Step 10: Now repeatphoto 10 puff paste

  • If needed dust your board with flour.
  • Repeat steps 3-9 with the  two remaining pieces of butter. This means you will have rolled, dotted and folded a total of three times.



Congratulations! You have now finished your 18th-century puff paste! The dough should feel very silky smooth and you should see the butter through the pastry in small, puddle like sections

You are now ready to use your beautiful, flaky, puff pastry in a wide variety of recipes.

Remember, the more you make puff pastry, the faster you will become, and the lighter and crisper your pastry will be.

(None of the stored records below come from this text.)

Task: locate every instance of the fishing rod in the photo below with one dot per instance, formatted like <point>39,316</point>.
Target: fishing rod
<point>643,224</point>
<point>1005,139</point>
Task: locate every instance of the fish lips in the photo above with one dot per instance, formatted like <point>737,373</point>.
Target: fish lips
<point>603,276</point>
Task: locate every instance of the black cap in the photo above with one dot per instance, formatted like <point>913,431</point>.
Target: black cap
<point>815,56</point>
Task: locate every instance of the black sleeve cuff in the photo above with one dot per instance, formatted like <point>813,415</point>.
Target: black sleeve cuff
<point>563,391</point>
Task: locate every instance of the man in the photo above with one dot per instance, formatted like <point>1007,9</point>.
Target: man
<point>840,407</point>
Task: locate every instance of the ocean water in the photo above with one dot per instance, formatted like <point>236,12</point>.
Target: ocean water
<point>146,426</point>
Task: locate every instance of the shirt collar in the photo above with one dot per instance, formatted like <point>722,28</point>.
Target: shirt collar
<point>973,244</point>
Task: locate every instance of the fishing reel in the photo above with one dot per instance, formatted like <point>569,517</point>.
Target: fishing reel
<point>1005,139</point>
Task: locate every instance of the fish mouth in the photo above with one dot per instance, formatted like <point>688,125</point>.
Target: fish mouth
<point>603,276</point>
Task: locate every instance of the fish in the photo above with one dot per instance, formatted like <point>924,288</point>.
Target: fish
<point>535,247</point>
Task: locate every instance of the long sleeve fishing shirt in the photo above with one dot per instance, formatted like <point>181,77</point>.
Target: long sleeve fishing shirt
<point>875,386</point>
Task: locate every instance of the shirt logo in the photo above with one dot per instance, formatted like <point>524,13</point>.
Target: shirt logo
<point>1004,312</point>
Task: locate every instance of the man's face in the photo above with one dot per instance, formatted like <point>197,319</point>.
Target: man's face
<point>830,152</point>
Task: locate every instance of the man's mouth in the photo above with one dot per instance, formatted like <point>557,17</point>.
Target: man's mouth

Keep your eye out for an upcoming blog and what you can do with your new pastry skills. Enjoy!


« Back to recipe browser

7 Responses to “Puff Pastry 101”

  1. April 11th, 2016

    RoyaTheKiller says:

    This recipe might be hard, but its fun to make, and its soooo good! I loved it, and had so much fun, I reccomend making it, its nice for a rany day!

  2. April 20th, 2016

    kcosta says:

    I’m so glad that you liked the recipe! As long as the rainy day is not hot, then it would be perfect. Hot rainy days are not good for puff.

  3. October 2nd, 2017

    Carlos says:

    This is so good, i baked it for my history clas and they all loved it

  4. January 14th, 2018

    Emily says:

    Well, it’s not real puff pastry – you’re not refrigerating between turns, and there’s no real butter block. This would be called “rough puff” today. It’s nice, I suppose, but a shoddy replacement for real puffy pastry. Quality store-bought puff probably produces a more authentic result.

    • January 17th, 2018

      kcosta says:

      Hi Emily. Thanks for the comment and letting us know there is need out there for more clarification. What this recipe reflects is the true beginning of a puff pastry, not a rough puff. Puff pastry began long before the invent of the modern refrigerator. This recipe can be found exactly as presented in the article in hundreds of cookery books of the time. Not one of them tell you to put it in a cold space, though some do tell you to put the cold butter in a block and roll it instead of the small pieces. The term rough puff is very modern, and is denoted by the fact that you chunk up the butter in small pieces, mix it into the flour and then proceed to roll and turn. Though you can of course use a good quality puff pastry we feel it is not a shoddy replacement for real puff, since to us this is the real deal! Thanks for reading.

      • August 8th, 2018

        Ashley says:

        Excellent response. This is a wonderful recipe. There is huge difference between historic and modern food. You will never find something so authentic in a store.
        Thank you for all you do for this community, providing us with this great resource!!

  5. February 6th, 2018

    Dixie says:

    Do you have any lemon recipes for the puff pastries. I would like to make something for my son’s Colonial Tea that he is having at his school. Also, what is the baking instructions for the puff pastry 101 recipe?